Dynamic workload management in DataStage

Use dynamic workload management to more quickly and efficiently run DataStage® workloads across available compute pod resources in each PX instance.

One of the great strengths of DataStage is that, when you are designing flows and running parallel jobs, you do not have to worry about the underlying structure of your system, beyond being aware of its parallel processing capabilities. If your compute pod resources change, if you upgrade or improve your system, or if you move the flow to another environment, you do not have to necessarily change your flow design.

DataStage learns about the shape and size of the system from a configuration file. The configuration file organizes the resources that are needed for a particular job according to what is defined in the configuration file. If more PX instance compute pods are added to the system, or you make other system changes, then you change the file but not the DataStage jobs or flows themselves.

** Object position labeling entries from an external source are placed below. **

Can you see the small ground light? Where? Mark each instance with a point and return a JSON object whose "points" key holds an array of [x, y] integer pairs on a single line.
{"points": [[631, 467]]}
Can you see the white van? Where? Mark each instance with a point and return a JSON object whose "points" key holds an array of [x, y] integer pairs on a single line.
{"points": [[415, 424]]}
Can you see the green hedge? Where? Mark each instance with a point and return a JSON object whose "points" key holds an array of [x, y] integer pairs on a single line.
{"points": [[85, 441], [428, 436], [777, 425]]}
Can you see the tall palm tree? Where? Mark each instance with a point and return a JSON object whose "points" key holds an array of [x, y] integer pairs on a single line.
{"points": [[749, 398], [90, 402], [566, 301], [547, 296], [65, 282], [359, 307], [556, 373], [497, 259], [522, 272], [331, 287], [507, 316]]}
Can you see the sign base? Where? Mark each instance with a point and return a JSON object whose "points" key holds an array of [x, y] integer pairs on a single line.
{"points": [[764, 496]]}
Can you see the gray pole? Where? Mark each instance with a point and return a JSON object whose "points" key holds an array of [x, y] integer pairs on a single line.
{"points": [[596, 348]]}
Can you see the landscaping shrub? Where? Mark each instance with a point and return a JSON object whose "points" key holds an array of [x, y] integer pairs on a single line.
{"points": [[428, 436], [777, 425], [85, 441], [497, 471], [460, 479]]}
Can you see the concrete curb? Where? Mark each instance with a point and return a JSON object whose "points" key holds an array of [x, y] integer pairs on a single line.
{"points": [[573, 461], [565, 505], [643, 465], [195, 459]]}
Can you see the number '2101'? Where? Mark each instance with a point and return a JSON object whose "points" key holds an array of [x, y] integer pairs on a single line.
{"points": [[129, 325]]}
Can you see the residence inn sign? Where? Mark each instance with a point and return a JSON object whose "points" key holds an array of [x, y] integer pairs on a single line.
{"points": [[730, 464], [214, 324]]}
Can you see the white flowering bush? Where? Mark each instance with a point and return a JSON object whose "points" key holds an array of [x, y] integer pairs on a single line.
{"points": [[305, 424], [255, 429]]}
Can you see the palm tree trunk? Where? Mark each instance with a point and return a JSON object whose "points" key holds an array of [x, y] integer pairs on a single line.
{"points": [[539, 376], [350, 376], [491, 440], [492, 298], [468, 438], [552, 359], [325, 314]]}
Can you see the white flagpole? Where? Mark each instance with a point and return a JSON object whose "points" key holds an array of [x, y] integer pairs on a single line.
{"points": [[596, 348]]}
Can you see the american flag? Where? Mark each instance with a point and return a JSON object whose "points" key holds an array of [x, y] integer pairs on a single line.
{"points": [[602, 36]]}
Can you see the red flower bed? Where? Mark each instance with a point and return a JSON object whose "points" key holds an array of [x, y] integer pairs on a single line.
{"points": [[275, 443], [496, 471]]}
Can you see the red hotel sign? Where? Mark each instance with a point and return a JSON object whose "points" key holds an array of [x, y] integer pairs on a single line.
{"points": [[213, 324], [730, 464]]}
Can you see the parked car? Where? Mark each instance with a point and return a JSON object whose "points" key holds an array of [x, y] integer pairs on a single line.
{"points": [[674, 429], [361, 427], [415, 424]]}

With dynamic workload management, DataStage generates a parallel configuration file at job runtime based on the PX instance and the runtime environment definition. The number of compute pods that the parallel configuration file contains is determined by the load on the compute pods at job run time.

Dynamic workload management also handles, among other tasks, queuing jobs when instance limits are reached, allocating compute pods for APT_CONFIG_FILE environment variables, and auto-scaling compute pods.

If auto-scaling is enabled, more compute pods are deployed for the PX instance as needed to meet increasing work loads. When work loads decrease, the compute pods for the PX instance are scaled back down until they are needed again. When auto-scaling is enabled for a PX instance, a job that runs in this PX instance will automatically run across the available compute pods without any need for developer intervention.

You can also create your own dynamic or static parallel engine configuration files and set the APT_CONFIG_FILE environment variable to use that specific parallel engine configuration file. For more information, see Creating and setting the APT_CONFIG_FILE environment variable in DataStage.

Dynamic workload management generates parallel engine configuration files in real time based on the resources (memory and CPUs, not necessarily number of jobs) that are available on the currently running compute pods. If no compute pods are available because they are all at their resource limit and auto-scaling is disabled, then jobs are queued.

You can create a dynamic configuration file that automatically chooses which compute pod to run jobs on at run time, eliminating the need to make the configuration manually. You specify a configuration file by setting the APT_CONFIG_FILE environment variable.

An APT_CONFIG_FILE environment variable defines the logical nodes that a job uses to run along with disk resources such as scratch space. Because you can have many different parallel engine configuration files on disk, the environment variable tells the job which parallel engine configuration file to use. If you don't specify an APT_CONFIG_FILE, a configuration file is automatically generated for you when the job runs. For more information, see Creating and setting the APT_CONFIG_FILE environment variable in DataStage.

Dynamic workload management is automatically used by default in DataStage versions 4.0.2 and later.